The hell with it, thought Robert
Wilson. The utter complete hell with it. So this is what it's going to be like.
Well, this is what it's going to be like, then.
"Makes no difference," he
said.
"You're sure you wouldn't like
to stay in camp with her yourself and let me go out and hunt the buffalo?
Macomber asked.
"Can't do that," said
Wilson. "Wouldn't talk rot if I were you."
"I'm not talking rot. I'm
disgusted."
"Bad word, disgusted."
"Francis, will you please try
to s peak sensibly!" his wife said.
"I speak too damned
sensibly," Macomber said. "Did you ever eat such filthy food?"
"Something wrong with the
food?" asked Wilson quietly.
"No more than with everything
else."
"I'd pull yourself together,
laddybuck," Wilson said very quietly. "There's a boy waits at table
that understands a little English."
"The hell with him."
Wilson stood up and puffing on his
pipe strolled away, speaking a few words in Swahili to one of the gun-bearers
who was standing waiting for him. Macomber and his wife sat on at the table. He
was staring at his coffee cup.
"If you make a scene I'll leave
you, darling," Margot said quietly.
"No, you won't."
"You can try it and see."
"You won't leave me."
"No," she said. "I
won't leave you and you'll behave yourself."
"Behave myself?
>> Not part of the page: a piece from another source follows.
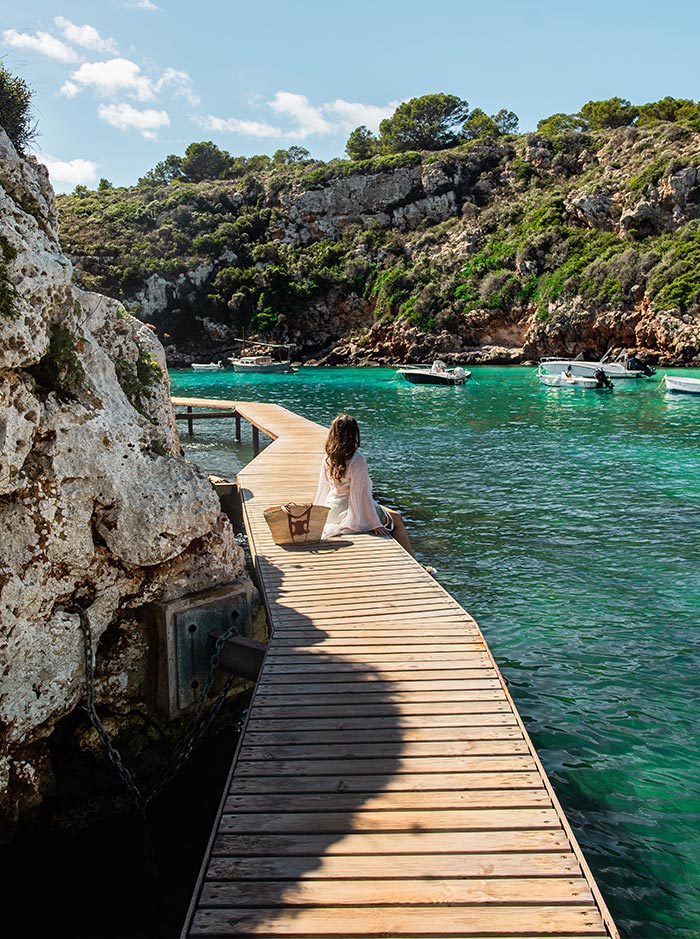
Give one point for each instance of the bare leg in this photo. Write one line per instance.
(399, 533)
That's a way to
talk. Behave myself."
"Yes. Behave yourself."
"Why don't you try
behaving?"
"I've tried it so long. So very
long."
"I hate that red-faced
swine," Macomber said. "I loathe the sight of him."
"He's really very nice."
"Oh, shut up," Macomber
almost shouted. Just then the car came up and stopped in front of the dining
tent and the driver and the two gun-bearers got out. Wilson walked over and
looked at the husband and wife sitting there at the table.
"Going, shooting?" he
asked.
"Yes," said Macomber,
standing up. "Yes."
"Better bring a woolly. It will
be cool in the car," Wilson said.
"I'll get my leather
jacket," Margot said.
"The boy has it," Wilson
told her. He climbed into the front with the driver and Francis Macomber and
his wife sat, not speaking, in the back seat.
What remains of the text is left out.